Int. Law: Rev. Colomb. Derecho Int.  no.23 Bogotá jul./dic. 2013

 

EDITORIAL

Juan Camilo Contreras Jaramillo

The last attempt to implement the agreements reached in the matter of Copyright between Colombia and the United States in the Trade Promotion Agreement (TPA) has resulted in the Bill 306 of 2013 by the House of Representatives. Although any reference to the controversial mechanisms for the removal of infringing material on the Internet has been eliminated, the regulations contained therein are likely to remain criticized by different sectors.

Considering the failed attempts to implement the TPA and the great national debate that was generated regarding the different regulations, the Colombian government has chosen to present the new legislative initiatives as mere transcriptions of the commitments agreed with the United States regarding Copyright. Truth be told, the bill 306 provides very few elements to the existing legislative framework in Colombia, either because it literally enshrines the agreements reached in the TPA, or because it includes definitions of international treaties that have already been ratified by Colombia.

Beyond wondering about the need for a new law -in which most of the regulations are already integrated to the domestic law- the simple transcription of the TPA texts to a national law implies a high risk for the already existing Copyright system in Colombia, particularly, the system of limitations and exceptions. The referred bill provides in its Article 10 the following:

"Limitations and exceptions defined in regards to copyright and related rights will be limited to those special cases not infringing the normal exploitation of the works, interpretations or performances, phonograms and broadcastings or not causing unjustified prejudice to the legal interests of the owner or owners of such rights. "

Such ruling, transposed from the numeral 8° of Article 16.7 of the TPA, is none other than the renowned "Three steps test", originally established in the Berne Convention and that is currently referred to in the WTO Agreement on Trade-Related Aspects of Intellectual Property (TRIPS). Rule (or test) that has been constructed as an obligation for subjects of international law, in order to confine signatory countries to international treaties into limitations and exceptions to certain special cases. This is not a rule for the normative interpretation of national legal operators. It is a guideline addressed, exclusively, to the States Parties.

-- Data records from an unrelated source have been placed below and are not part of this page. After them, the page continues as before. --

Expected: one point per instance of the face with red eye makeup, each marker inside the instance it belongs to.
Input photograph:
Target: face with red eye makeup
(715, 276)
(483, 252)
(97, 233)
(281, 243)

So that, once the TPA with the United States was ratified by the Law 1143 of 2007, there is no need to regulate an obligation whose recipients are the Colombian State and the United States of America. But, as I mentioned before, beyond getting an ineffective arrangement, the recognition of the "Three steps test" in the Colombian legal system, may result in the inapplicability of the provisions related to the limitations and exceptions under both the TPA and other applicable rules; and thus open the door to legal uncertainty around the copyright protection system.

Establishing the "Three Steps Test" in a national law not only evidences certain degree of lack of awareness of this institution, but it also opens the door to different interpretations of the circumstances by which the works' users may omit prior permission of the author. Who is entitled to conclude that the way a work is used is a "special case and it does not infringe the normal exploitation of the same"? Is it the user? A judge? An administrative authority? Is it the very one right holder?

The "Three Steps Test" is and has always been a tool to direct the legislative activity concerning Copyright, and its inclusion in a rule to regulate the social uses of the works leads us to ask whether the limited and restrictive position that copyright limitations and exceptions have had so far, will disappear.

As a society we could have a legitimate interest in transforming our system of limitations and exceptions into one closer to the "fair use" of the Anglosaxon Law, in which the limitations and exceptions correspond to the application of general principles in specific cases and that is used by each user and then, in case of conflict, controlled by a judge. But if so, the implementation of this new system must be technical and complete, not by mistake, not because of a legislative effort to demonstrate progress in the implementation of the TPA to our trading partner.